The "Magnificent Seven" are some of the most dominant businesses in the world. As a result, their shares, which have soared in price in recent times, are in many investors' portfolios.

At its current market cap of $2.8 trillion, Apple (AAPL -0.35%) doesn't need an introduction. The maker of popular hardware and software products is a financially lucrative enterprise. And its stock has climbed 316% in the last five years, crushing the returns of the Nasdaq Composite index.

Apple is also Berkshire Hathaway's largest equity position by far. But is it the best Magnificent Seven stock to buy right now?

Low growth, high price

Apple isn't putting up growth numbers like it used to. Revenue increased by 2.1% in its fiscal 2024 first quarter, which ended Dec. 30, but dropped in each of the four previous quarters. On average, Wall Street analysts expect sales to rise at an annualized clip of 4.2% over the next three fiscal years.

That's hardly any reason to get excited. In fact, it puts Apple dead last when compared to the other Magnificent Seven businesses. The other six are forecast to post much faster top-line growth, according to consensus analyst estimates.

Blame it on macro headwinds or consumers no longer feeling the need to upgrade to the newest Apple device as often. But investors are probably smart not to expect double-digit percentage revenue gains from Apple anymore.

However, the stock trades as if strong growth is a foregone conclusion. Its price-to-earnings (P/E) ratio of 28.2 is a huge premium compared to its trailing-10-year average of 21. This is a stock that's best kept on the watch list for now, in my opinion.

Digital ad giants

Of all the Magnificent Seven stocks, I believe two stand out as the best to buy right now. I'm talking about the giants in the digital ad market: Alphabet (GOOGL 10.22%) (GOOG 9.96%) and Meta Platforms (META 0.43%).

Growth isn't a concern for these internet enterprises. Alphabet reported revenue of $307 billion in 2023, up 8.7%, while Meta's sales climbed 15.7% to $135 billion. Because the global digital advertising industry has many years of expansion ahead, these two businesses are poised to remain major beneficiaries. Combined, they command nearly 60% of the worldwide digital advertising market.

It's hard to ignore the fact that both Alphabet and Meta possess powerful competitive advantages, the most notable of which are their network effects.

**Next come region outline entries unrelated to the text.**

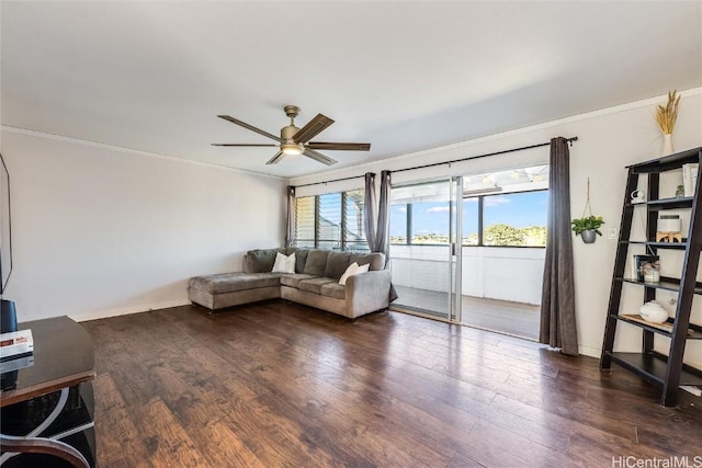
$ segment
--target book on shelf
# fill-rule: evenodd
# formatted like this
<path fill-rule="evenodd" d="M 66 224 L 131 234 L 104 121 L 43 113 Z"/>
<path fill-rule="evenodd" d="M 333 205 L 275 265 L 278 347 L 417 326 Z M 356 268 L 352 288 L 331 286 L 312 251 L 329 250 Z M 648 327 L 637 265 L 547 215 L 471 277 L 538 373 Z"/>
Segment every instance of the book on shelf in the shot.
<path fill-rule="evenodd" d="M 684 192 L 684 196 L 694 195 L 694 187 L 698 185 L 699 172 L 700 164 L 698 162 L 682 164 L 682 190 Z"/>
<path fill-rule="evenodd" d="M 632 277 L 639 282 L 660 281 L 660 259 L 658 255 L 634 255 Z"/>

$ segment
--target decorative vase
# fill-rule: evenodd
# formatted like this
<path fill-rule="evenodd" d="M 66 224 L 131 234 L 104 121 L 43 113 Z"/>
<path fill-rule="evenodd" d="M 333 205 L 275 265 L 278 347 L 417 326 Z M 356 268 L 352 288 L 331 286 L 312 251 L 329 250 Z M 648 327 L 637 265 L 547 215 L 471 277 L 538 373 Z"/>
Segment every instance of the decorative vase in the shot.
<path fill-rule="evenodd" d="M 597 239 L 597 232 L 595 232 L 595 229 L 586 229 L 580 232 L 580 237 L 582 238 L 582 242 L 592 243 L 595 239 Z"/>
<path fill-rule="evenodd" d="M 672 149 L 672 134 L 663 134 L 663 153 L 660 156 L 672 155 L 675 149 Z"/>
<path fill-rule="evenodd" d="M 638 309 L 638 315 L 644 320 L 653 323 L 663 323 L 668 320 L 668 311 L 655 300 L 649 300 L 648 303 L 641 306 L 641 308 Z"/>

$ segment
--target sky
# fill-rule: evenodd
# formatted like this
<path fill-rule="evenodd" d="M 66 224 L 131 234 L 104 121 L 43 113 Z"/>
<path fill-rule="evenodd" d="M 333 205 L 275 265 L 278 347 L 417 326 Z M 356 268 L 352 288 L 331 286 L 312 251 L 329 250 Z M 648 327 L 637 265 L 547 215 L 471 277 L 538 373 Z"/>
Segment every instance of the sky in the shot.
<path fill-rule="evenodd" d="M 485 196 L 485 227 L 506 224 L 516 228 L 546 226 L 548 192 L 525 192 Z M 463 201 L 463 237 L 477 232 L 477 198 Z M 406 205 L 390 208 L 390 237 L 406 235 Z M 449 233 L 449 203 L 412 205 L 414 233 Z"/>

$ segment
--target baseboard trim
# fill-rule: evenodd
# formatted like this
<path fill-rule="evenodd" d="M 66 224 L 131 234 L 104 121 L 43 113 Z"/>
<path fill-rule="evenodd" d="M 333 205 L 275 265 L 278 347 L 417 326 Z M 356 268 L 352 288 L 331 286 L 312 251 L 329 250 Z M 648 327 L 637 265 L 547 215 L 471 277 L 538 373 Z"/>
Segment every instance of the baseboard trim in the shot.
<path fill-rule="evenodd" d="M 163 303 L 143 304 L 139 306 L 121 307 L 118 309 L 94 310 L 82 313 L 70 313 L 69 317 L 77 322 L 88 320 L 106 319 L 110 317 L 127 316 L 129 313 L 150 312 L 151 310 L 168 309 L 170 307 L 180 307 L 190 305 L 190 299 L 167 300 Z"/>

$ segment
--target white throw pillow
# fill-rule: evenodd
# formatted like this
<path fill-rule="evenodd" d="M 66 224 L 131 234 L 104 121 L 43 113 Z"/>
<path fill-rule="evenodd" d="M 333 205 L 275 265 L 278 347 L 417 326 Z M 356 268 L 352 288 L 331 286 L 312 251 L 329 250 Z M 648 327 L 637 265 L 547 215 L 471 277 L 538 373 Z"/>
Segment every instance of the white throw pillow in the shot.
<path fill-rule="evenodd" d="M 283 255 L 278 252 L 271 273 L 295 273 L 295 252 L 290 255 Z"/>
<path fill-rule="evenodd" d="M 341 278 L 339 278 L 339 284 L 341 286 L 346 286 L 347 285 L 347 279 L 349 278 L 349 276 L 354 274 L 356 272 L 356 270 L 359 270 L 359 264 L 356 262 L 351 263 L 349 265 L 349 267 L 347 269 L 347 271 L 343 272 L 343 274 L 341 275 Z"/>
<path fill-rule="evenodd" d="M 360 273 L 365 273 L 369 271 L 370 267 L 371 267 L 370 263 L 366 263 L 365 265 L 361 265 L 361 266 L 359 266 L 356 262 L 351 263 L 347 269 L 347 271 L 343 272 L 343 274 L 341 275 L 341 278 L 339 279 L 339 284 L 341 286 L 346 286 L 347 279 L 349 279 L 349 276 L 358 275 Z"/>

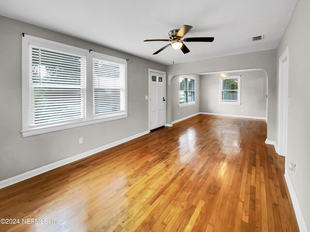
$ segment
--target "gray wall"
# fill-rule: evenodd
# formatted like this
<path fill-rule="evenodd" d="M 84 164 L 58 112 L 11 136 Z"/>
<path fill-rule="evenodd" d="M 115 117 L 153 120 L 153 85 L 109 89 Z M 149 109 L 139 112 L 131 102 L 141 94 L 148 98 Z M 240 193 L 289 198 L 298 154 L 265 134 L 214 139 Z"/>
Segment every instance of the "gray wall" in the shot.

Alphabet's Google Search and YouTube are incredibly popular internet services that get better with more information, content, and users, as are Meta's various social media apps -- a situation that makes things extremely difficult for their smaller rivals.

In the last five years, Alphabet and Meta have averaged operating margins of 25.8% and 34.2%, respectively. Plus, they both produce ridiculous amounts of operating cash flow, giving them the financial resources to invest aggressively in artificial intelligence capabilities, while at the same time repurchasing a lot of their outstanding shares.

Investors are being asked to pay forward P/E multiples of just 20.3 for Alphabet and 24.1 for Meta. By that metric, they are the cheapest Magnificent Seven stocks, which makes them no-brainer investments in my book.

While Apple is surely one of the highest-quality companies in the world, its current setup doesn't position it favorably to deliver market-beating long-term returns. Based on their attractive business characteristics and compelling valuations, Alphabet and Meta are the best Magnificent Seven stocks to buy right now.